Wien (OTS) – Dr. Christine Reiler präsentiert im
ORF-Gesundheitsmagazin „Bewusst
gesund“ am Samstag, dem 29. August 2026, um 17.30 Uhr in ORF 2 und
auf ORF ON folgende Beiträge:

Selbstbewusst – wer stottert, braucht Mut

Stottern ist eine Redeflussstörung, die meist im Kindesalter
auftritt, wobei laut Statistik etwa doppelt so viele Buben wie
Mädchen betroffen sind. Bis zur Pubertät kann sich das Stottern
wieder legen oder nur mehr abgeschwächt auftreten. Doch bei etwa
einem Prozent der Menschen bleibt diese Redeflussstörung auch im
Erwachsenenalter bestehen. Die Ursache ist meist neurologisch bedingt
und gilt als nicht „heilbar“. Mittlerweile weiß man, dass die
Nervenverbindungen zwischen jenem Bereich im Gehirn, der Worte
auswählt und zusammensetzt, und jenem Bereich, der Sprechen motorisch
umsetzt, weniger dicht ausgebildet sind als bei fließend sprechenden
Menschen. Der Alltag gestaltet sich für Betroffene oft schwierig, sie
sind vielen Vorurteilen ausgesetzt. Durch logopädische Unterstützung
können stotternde Menschen jedoch Strategien und Techniken erlernen,
um mit diesem Phänomen selbstbewusst umzugehen. Gestaltung: Christoph
Hofer

Longevity – wo beginnt Geschäftemacherei?

Kältetherapie, Plasmatransfusionen und Biohacking (
Selbstoptimierung) – befeuert von Social Media erfahren
lebensverlängernde Maßnahmen derzeit einen massiven Boom. Longevity
verspricht ein langes Leben bei bestmöglicher Gesundheit. Aber wo
liegt die Grenze zwischen seriöser Altersforschung und einem
lukrativen Geschäftszweig? Für viele der angebotenen Therapien und
Produkte gibt es keine wissenschaftliche Evidenz. Die moderne
Altersforschung setzt auf fundamentale, alltagstaugliche Säulen:
regelmäßige Bewegung, ausgewogene Ernährung, soziales Kapital und
sinnstiftende Aufgaben. Dazu eröffnen heute auch KI-basierte und
digitale Anwendungen neue Wege in der Prävention.
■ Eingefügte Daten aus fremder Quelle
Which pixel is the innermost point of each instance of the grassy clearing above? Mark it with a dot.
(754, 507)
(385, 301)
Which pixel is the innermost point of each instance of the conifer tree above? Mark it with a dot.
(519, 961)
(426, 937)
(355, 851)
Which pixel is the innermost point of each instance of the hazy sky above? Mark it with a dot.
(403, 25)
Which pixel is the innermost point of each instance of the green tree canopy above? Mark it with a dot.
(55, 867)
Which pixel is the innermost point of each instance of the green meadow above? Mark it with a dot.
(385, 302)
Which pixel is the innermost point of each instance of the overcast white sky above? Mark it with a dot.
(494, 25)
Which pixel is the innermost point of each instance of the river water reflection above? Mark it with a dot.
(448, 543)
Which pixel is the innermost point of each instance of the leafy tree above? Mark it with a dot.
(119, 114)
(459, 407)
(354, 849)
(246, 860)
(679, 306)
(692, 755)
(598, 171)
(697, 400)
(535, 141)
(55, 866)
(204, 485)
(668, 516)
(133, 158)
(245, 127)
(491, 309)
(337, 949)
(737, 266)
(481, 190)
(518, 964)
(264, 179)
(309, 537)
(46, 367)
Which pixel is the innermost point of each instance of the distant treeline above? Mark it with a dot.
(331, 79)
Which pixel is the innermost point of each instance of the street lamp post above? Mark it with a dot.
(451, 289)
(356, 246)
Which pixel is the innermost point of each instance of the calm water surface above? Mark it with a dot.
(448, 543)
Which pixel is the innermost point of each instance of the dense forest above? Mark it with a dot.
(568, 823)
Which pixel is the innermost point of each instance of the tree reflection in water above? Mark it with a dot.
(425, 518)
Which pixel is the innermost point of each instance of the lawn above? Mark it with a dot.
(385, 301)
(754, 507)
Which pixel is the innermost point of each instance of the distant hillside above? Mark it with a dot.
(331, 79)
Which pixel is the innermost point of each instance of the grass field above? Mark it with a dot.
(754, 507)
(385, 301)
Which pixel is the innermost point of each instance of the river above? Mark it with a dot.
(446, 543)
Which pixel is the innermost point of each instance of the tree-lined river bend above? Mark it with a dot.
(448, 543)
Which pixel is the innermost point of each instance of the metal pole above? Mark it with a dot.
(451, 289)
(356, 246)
Für eine gesunde
Zukunft braucht es jedoch vor allem ein gesellschaftliches Umdenken:
Weg vom defensiven „Anti-Aging“, hin zu einem positiven „Pro-Aging“-
Ansatz, der das Älterwerden neu bewertet, sagt Altersforscher Dr.
Thomas Dorner vom Haus der Barmherzigkeit in Wien.

Seilzug – so wirksam ist Schlingentraining

Hängt man sprichwörtlich in den Seilen, ist man übermüdet und
matt. Anders ist das jedoch beim sogenannten Schlingentraining. Dabei
hängt man zwar ebenfalls in den Seilen, aber aktiv und unter voller
Körperspannung. Diesen Effekt nutzt auch ORF-Journalist und –
Moderator Ralph Huber-Blechinger. Seitdem er regelmäßig mit der
instabilen Schlinge trainiert, sind Kraft, Balance und gute Haltung
kein Thema mehr für den gebürtigen Steirer, denn das Workout stärkt
den gesamten Körper. Gestaltung: Vroni Brix

„Bewusst gesund“-Tipp zum Thema Hörsturz

Vor der Entwicklung eines Tinnitus steht oft ein Hörsturz. Das
ist ein plötzlicher, meistens einseitiger Hörverlust ohne erkennbare
Ursache. Er kann von einer geringen Hörminderung auf einem Ohr bis
zur völligen Gehörlosigkeit reichen. Oft bilden sich die Symptome
spontan wieder zurück, jedoch nicht immer. Der Verlauf des Hörsturzes
ist sehr unterschiedlich. Betroffene schildern zum Teil auch ein
Gefühl wie „Watte“ im Ohr. Dazu können weitere Symptome wie Schwindel
oder Ohrgeräusche (Tinnitus) kommen. Die genaue Ursache eines
Hörsturzes ist noch unklar. Vermutet wird jedoch, dass u. a.
Durchblutungsstörungen, Entzündungen im Ohr oder extreme
Stresssituationen eine Rolle spielen. Wie man sich am besten verhält,
wenn solche Symptome auftreten, erklärt Prof. Dr. Siegfried Meryn.

Kaffee – entzieht er dem Körper Flüssigkeit?

Beim weltweiten Kaffeeverbrauch liegt Österreich im Spitzenfeld –
mit sechs Kilogramm Kaffee pro Jahr oder fast drei Tassen am Tag pro
Kopf. Und nirgends ist die Kaffeeauswahl so groß wie hier.
Gleichzeitig hält sich das Gerücht, dass Kaffee dem Körper
Flüssigkeit entzieht und austrocknet. Deshalb sollte angeblich auch
immer ein Glas Wasser dazu getrunken werden. „Bewusst gesund“ klärt
auf, ob das wirklich stimmt oder eher zu den Mythen zählt.